白仁浩受伤,咎由自取而已,他最多是在当时没有及时制止。制止?白仁浩自己惹来的祸端,他哪里管得着?奇怪了,该被他记恨的人,拿可笑的误会如今心安理得恨着他。
白仁浩父母死后,父亲将他们姐弟接到了家里。吃的用的和他一分不差,甚至在他们面前父亲更和颜悦色一些。那天碰上白仁浩上台前和一位同学诋毁自己,说什么“可怜”,那自得又轻蔑的语气如一把带着血槽的匕.首从他心上刺.入又拔出。刀尖硬生生划入血肉寸寸深.入,疼;匕.首从血肉中移出,血槽导着血液从创口迸溅,疼。他的朋友,就是这么看他的!
等回到了家,父亲又告诉他,要正式办理收养手续,让白家姐弟当他的家人。家人?余生由着这一对吸血鬼姐弟霸占着他的家?!他是把她们当过家人朋友,但他们呢?每天向父亲汇报一天监视他的成果,就可以得到赞赏和关爱,每天比他享受更多父亲的照顾,甚至要登堂入室……
就算父亲眼里他的性格再阴暗,那时他还是个没有成年的孩子。这些事给他带来的冲击,等同是没顶之灾。现在回想已经没有了当初的震惊,他已经接受了身边所有人都别有所图,习惯了在父亲和其他人面前扮演一个没有怒气完美的人。不同的是,他会用自己的方式暗地反击。
得到就要付出,这是规则。那些围拢在他身边,掠取不属于自己财富的丑陋人群,他从来没觉得他们是正确的。如果……如果,那就是父亲口中的正常。

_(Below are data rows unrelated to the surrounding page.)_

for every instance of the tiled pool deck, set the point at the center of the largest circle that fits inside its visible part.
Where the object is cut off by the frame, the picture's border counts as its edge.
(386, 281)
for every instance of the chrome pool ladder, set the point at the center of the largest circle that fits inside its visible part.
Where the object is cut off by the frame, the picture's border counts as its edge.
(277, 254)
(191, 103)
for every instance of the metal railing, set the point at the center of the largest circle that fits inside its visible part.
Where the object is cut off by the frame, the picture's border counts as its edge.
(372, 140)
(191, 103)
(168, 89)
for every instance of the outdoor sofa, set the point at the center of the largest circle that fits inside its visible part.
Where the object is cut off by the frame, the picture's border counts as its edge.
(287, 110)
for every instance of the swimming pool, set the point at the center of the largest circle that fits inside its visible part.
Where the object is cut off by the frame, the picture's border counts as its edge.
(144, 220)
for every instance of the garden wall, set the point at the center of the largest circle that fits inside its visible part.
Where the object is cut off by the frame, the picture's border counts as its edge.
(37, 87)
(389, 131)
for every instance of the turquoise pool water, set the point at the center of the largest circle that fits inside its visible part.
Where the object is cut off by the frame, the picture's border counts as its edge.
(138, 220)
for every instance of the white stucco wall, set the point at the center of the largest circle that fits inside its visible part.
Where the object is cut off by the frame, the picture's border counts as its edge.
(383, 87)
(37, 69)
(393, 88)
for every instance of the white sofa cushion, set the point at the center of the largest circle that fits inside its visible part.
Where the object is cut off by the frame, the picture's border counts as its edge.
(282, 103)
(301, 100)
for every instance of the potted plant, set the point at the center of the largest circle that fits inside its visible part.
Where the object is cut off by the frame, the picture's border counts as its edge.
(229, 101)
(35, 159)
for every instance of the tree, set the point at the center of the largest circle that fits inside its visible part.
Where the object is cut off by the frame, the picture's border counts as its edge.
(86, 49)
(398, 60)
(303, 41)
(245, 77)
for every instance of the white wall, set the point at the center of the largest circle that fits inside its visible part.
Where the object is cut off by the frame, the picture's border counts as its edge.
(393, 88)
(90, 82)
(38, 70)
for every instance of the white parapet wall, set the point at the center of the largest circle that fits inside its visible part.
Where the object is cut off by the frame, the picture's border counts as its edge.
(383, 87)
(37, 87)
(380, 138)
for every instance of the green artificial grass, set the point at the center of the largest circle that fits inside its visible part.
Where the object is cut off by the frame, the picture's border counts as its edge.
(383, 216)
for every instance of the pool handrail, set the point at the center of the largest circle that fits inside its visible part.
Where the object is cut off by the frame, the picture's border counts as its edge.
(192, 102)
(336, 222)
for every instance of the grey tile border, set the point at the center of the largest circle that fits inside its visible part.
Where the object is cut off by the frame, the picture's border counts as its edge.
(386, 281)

书柜上还放着为白仁浩要来的钢琴演奏家签名,只要看它一眼,这个人世,旁人的美好,都要离他暗淡一分。
如果,如果没有遇上她……
雪儿,我不奇怪,奇怪的是他们。他在心里轻轻说道,将面前的女孩子紧紧抱住,一低头闻到她清新的发香。那气味,是如此的美好。独属他的美好。